- Written by: Roberta Custer Richard Fire Dennis Franz Stuart Gordon Joe Mantegna Josephine Paoletti Dennis Paoli Carolyn Purdy-Gordon Michael Saad Ian Patrick Williams Keith Szarabajka
- Original language: English
- Genre: Drama
- Setting: Wrigley Field

Premiere
- Date premiered: 1977
- Place premiered: Organic Theater Company, Chicago, Illinois

= Bleacher Bums =

1977 play about Chicago Cubs fans

Bleacher Bums is a 1977 play written collaboratively by members of Chicago's Organic Theater Company, from an idea by actor Joe Mantegna. Its original Chicago production was directed by Stuart Gordon. A 1979 performance of the play was taped for PBS television, and in 2002 a made-for-TV movie adaptation was produced.

==Plot==

Bleacher Bums takes place in the bleachers of Chicago's Wrigley Field. The characters are a bunch of Chicago Cubs fans, watching a game in progress on a summer afternoon. Most of them have been gathering here for some time and know each other; even if they might not necessarily like or tolerate each other. Beer is being drunk, hot dogs are being eaten, and friendly wagers start to take on increasing importance.

==Touring==
Bleacher Bums was put on in different cities across the United States.

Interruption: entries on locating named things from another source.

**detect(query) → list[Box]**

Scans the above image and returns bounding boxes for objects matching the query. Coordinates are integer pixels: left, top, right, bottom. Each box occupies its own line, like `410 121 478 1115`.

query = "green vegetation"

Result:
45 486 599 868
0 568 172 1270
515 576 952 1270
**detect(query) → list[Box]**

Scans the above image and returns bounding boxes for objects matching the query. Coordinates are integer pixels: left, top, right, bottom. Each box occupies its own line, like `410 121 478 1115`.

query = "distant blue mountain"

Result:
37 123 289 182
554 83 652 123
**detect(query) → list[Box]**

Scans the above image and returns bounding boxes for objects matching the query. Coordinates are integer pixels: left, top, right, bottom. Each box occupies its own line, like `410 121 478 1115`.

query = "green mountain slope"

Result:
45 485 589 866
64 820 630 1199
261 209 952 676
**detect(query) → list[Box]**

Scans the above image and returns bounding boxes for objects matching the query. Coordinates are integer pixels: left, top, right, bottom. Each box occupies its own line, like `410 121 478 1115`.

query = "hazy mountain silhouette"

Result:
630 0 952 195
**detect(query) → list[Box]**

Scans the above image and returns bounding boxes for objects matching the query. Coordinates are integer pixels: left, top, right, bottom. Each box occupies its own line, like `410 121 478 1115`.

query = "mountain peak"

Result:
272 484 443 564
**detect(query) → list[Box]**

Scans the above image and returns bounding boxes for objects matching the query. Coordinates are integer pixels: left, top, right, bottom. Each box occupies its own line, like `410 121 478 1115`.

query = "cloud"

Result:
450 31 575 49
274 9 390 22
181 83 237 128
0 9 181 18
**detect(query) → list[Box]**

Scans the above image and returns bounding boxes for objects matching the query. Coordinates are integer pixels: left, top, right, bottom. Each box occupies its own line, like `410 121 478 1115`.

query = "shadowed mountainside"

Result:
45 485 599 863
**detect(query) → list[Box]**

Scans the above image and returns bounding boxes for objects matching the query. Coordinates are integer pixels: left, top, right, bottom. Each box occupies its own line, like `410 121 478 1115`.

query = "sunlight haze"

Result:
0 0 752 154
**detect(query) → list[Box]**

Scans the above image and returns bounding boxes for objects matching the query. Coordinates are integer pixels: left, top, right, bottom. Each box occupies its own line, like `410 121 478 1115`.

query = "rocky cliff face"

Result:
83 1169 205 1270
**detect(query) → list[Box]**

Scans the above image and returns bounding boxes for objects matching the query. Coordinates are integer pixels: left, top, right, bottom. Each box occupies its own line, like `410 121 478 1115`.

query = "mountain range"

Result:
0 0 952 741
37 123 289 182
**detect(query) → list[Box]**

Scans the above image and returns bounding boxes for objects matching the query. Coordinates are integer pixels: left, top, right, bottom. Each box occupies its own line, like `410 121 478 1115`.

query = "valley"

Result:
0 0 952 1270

In 1981, longtime Cubs fan Jerry Pritikin, the Bleacher Preacher, was hired as a paid consultant for a production in San Francisco, instructing the cast there on Chicago fan vernacular, and proper fan behavior.

==Cast==
Joe Mantegna and Dennis Franz starred in the original production, a performance of which was filmed for PBS broadcast in 1979, directed by Stuart Gordon. Other cast members over the years have included Dennis Farina, Gary Sandy, Gary Houston and George Wendt.

==Television film==
A 2001 TV movie version for cable television was directed by Saul Rubinek and starred Brad Garrett, Wayne Knight, Matt Craven, Peter Riegert and Hal Sparks. Due to licensing issues with Major League Baseball, the name of the team was changed from the Chicago Cubs to the Chicago Bruins, the St. Louis Cardinals became the St. Louis Eagles, and Wrigley Field was renamed, but references to former Cubs players (Cap Anson, Mordecai Brown, Joe Tinker, Johnny Evers, and Frank Chance) and to the Cubs' World series record remain.